With the adoption in our code of ordinances of the licensing procedure, city staff can make a determination of the efficacy of a business proposal, hold club owners accountable for their conduct, and eliminate cost prohibitive requirements like the "60 - 40" rule (a requirement that says any night club must have 60% of their floor space dedicated to food service, and only 40% can be dedicated to alcohol sales).

We modeled our proposed ordinance after cities and towns with vibrant night lives (San Francisco and Burlington VT respectfully) in an effort to provide both flexibility and control over activities.

Some examples:


  • Underage events can be held, but patrons must be separated from alcohol by a physical barrier.
  • 18 to party 21 to drink events are out.
  • Music must be contained within the establishment - no more music blasting it into the street.
  • Specific hours of operation must be followed - hours generally follow state statutes, but it is part of the entertainment license.
  • Security must be provided outside the establishment to ensure patrons do not disrupt other businesses or the neighborhood once they leave the premises.
  • Areas around the premises must be cleaned of litter on a daily basis.

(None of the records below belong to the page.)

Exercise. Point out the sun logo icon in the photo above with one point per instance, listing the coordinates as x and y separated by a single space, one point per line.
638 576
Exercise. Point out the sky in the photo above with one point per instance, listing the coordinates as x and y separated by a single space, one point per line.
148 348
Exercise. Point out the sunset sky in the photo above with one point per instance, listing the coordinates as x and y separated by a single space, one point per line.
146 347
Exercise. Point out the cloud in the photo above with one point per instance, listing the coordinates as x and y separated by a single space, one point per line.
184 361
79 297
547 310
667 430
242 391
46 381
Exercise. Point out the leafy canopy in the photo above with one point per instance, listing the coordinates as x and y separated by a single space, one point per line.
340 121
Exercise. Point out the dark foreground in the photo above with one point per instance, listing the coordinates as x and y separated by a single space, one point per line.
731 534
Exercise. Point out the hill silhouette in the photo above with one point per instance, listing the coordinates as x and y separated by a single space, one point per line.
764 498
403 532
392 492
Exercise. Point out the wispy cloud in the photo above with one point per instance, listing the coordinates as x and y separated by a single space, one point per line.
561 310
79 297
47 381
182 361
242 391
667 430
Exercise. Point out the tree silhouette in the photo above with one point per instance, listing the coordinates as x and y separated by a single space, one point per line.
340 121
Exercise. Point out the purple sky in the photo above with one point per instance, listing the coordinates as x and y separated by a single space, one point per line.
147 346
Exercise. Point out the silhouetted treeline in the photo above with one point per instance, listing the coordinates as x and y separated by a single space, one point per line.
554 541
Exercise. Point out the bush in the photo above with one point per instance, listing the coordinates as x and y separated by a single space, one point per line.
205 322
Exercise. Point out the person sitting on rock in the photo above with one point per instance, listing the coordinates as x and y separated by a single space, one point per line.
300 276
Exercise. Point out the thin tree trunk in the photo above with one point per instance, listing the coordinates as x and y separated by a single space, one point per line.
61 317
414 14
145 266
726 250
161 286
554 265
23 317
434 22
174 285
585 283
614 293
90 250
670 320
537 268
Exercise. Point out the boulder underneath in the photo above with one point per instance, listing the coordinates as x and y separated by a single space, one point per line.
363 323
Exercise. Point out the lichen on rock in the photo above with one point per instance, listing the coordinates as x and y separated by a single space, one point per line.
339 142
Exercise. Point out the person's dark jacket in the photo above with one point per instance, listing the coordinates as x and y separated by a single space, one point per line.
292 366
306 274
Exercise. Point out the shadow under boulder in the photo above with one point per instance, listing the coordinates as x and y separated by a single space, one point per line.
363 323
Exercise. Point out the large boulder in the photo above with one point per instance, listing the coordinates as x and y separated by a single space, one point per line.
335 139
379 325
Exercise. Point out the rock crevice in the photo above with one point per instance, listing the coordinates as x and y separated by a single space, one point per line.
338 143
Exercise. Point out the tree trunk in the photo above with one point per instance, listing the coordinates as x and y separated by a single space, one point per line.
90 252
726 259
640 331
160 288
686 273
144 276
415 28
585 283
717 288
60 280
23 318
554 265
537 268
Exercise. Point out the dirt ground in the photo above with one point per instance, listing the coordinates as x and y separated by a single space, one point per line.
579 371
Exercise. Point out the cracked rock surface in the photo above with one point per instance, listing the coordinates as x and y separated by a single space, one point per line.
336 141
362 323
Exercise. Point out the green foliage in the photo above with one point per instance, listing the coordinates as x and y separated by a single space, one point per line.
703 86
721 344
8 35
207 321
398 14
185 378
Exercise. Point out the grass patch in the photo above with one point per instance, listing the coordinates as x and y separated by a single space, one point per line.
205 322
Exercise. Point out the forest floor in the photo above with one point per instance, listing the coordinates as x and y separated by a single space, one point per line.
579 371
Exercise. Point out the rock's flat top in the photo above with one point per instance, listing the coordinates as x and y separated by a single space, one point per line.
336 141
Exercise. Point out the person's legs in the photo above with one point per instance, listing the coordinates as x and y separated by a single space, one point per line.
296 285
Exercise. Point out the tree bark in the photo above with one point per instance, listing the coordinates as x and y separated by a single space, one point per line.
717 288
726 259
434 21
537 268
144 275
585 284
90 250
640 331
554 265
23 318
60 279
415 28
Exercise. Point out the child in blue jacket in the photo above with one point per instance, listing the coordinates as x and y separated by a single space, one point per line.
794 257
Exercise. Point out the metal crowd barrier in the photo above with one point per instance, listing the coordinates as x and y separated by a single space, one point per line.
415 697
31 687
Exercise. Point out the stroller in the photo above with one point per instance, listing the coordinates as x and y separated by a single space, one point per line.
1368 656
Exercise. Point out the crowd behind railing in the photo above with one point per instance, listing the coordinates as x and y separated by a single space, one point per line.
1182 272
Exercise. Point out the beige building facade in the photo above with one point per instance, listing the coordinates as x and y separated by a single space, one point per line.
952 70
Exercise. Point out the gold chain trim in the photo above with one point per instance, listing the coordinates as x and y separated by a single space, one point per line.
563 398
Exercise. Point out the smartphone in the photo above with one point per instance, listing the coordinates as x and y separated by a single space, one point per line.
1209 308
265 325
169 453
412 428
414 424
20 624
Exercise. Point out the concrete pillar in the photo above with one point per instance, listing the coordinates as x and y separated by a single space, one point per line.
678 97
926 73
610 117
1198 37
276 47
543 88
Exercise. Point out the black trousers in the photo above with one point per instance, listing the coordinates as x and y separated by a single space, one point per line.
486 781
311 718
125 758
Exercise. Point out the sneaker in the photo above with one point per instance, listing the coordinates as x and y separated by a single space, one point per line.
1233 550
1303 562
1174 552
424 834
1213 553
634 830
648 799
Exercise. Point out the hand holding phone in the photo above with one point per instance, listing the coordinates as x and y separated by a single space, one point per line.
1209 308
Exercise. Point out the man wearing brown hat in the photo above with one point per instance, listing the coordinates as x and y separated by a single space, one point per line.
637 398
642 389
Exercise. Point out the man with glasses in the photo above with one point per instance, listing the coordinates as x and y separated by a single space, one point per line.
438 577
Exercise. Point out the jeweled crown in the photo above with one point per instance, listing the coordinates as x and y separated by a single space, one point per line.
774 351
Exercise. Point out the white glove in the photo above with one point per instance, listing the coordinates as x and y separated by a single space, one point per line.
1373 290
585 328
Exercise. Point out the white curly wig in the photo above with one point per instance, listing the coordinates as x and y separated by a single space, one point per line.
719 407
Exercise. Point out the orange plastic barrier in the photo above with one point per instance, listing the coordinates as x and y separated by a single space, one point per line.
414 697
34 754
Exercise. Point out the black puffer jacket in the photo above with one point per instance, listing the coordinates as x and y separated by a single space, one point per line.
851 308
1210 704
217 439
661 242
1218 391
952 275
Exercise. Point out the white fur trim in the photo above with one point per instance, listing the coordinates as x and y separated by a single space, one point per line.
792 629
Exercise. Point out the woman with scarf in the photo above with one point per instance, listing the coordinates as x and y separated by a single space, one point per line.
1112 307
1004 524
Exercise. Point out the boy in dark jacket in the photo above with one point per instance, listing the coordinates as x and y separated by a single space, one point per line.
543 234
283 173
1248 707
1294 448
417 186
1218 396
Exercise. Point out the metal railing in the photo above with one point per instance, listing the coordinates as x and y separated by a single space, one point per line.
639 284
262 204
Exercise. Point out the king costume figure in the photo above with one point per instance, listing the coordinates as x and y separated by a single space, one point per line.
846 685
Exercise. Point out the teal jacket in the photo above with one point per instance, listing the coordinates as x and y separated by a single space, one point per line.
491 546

These are just a few of the requirements to obtain an entertainment license. If the club owners agrees to these regulations, we will issue a license and the club owner will not have to comply with the more onerous restaurant regulations. The license will be good for 3 years.

With the old Mannequins on White Street is being renovated and looking for a fall opening, the new license procedure should help spur additional investment in the district without the burden of our current regulations.

We will continue to evaluate our regulations as we look to find the "sweet spot" for prospective club owners in the Dining and Entertainment District.